Plight Of The Bumblebee Continues As Pesticides Linked To Serious Honeybee Damage


Literally hundreds of theories have surfaced in an attempt to figure out why honeybees are disappearing but a recent study looks where researchers have looked in the past for species eradication, crop pesticides.

In a new study researchers have discovered that even the most basic of crop pesticides are capable of confusing a bees navigation system, causing them to lose track of their beehives and eventually die.

Honeybees have witnessed a near 50% decline in numbers over the last 25 years in both the US and UK and those losses could affect a third of the world’s food supply which is pollinated by honeybees. Crops that include beans, apples, strawberries and tomatoes.

In their researcher scientists found that bees consuming just one type of pesticide suffered an 85% loss in the number of queens a nest could produce. Another study showed that pesticides simply caused bees to “disappear.”

The new study published in Science is the first independent research to be carried out in an open air research project.

Other theories have blamed the varroa mite and other parasites for the destruction of entire bee colonies. While other studies have blamed the destruction of flower-rich habitats for the killing off of bees.
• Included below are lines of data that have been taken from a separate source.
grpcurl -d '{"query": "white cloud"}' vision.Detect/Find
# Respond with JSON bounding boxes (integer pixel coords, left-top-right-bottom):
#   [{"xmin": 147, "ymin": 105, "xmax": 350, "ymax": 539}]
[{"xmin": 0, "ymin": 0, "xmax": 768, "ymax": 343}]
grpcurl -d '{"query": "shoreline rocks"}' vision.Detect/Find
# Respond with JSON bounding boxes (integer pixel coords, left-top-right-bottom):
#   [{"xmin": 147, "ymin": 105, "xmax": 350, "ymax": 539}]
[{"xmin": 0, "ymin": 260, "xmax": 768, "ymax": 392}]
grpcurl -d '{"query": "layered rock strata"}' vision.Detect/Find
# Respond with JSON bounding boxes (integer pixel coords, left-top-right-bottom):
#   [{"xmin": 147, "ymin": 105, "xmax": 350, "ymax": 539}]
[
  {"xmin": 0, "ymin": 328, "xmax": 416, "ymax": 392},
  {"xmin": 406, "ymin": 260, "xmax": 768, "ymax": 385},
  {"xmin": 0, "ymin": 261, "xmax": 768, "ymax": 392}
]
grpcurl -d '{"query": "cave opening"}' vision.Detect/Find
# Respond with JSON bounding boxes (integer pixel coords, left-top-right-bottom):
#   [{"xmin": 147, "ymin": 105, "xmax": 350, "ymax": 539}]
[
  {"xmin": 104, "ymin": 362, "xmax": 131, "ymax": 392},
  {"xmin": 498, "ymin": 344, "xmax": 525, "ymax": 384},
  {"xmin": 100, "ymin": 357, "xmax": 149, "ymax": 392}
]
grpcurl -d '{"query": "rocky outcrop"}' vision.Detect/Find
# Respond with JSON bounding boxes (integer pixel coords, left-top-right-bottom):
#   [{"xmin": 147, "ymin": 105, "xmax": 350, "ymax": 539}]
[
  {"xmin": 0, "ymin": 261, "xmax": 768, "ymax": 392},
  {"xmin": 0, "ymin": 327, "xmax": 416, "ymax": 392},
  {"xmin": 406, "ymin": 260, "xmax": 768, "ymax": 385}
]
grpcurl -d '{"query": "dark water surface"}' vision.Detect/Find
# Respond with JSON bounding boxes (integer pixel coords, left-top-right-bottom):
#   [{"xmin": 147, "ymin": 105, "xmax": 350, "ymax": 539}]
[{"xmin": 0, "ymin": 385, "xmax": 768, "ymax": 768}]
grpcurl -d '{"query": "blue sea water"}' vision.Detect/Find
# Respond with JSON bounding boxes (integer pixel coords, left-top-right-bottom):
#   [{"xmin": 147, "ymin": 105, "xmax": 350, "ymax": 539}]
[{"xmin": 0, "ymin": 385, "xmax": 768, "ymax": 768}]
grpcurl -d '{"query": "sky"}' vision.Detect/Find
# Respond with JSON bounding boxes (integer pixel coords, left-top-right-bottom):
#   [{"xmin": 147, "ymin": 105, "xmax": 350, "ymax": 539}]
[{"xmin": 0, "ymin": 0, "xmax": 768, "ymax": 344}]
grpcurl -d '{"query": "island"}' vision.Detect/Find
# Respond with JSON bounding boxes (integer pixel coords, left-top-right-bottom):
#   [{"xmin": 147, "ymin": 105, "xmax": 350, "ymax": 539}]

In the meantime the UK government and pesticide manufacturers refuse to believe the chemicals known as neonicotinoids are to blame. That particular type of pesticide is a neurotoxin that is applied to seeds and then flows through an entire plants’ system, those neurotoxins then end up in the nectar and pollen for which bees feed.

When bumblebees were fed the neonicotinoid pesticide their colonies shrunk by 10% compared to those not exposed. Colonies exposed also almost completely lost their ability to produce queens. Queens are the only bees that survive the winter and establish new colonies.

In the meantime pesticide manufacturers point to various field studies that show no type of harm to bee colonies, of course many of those studies were conducted in participation with pesticide companies.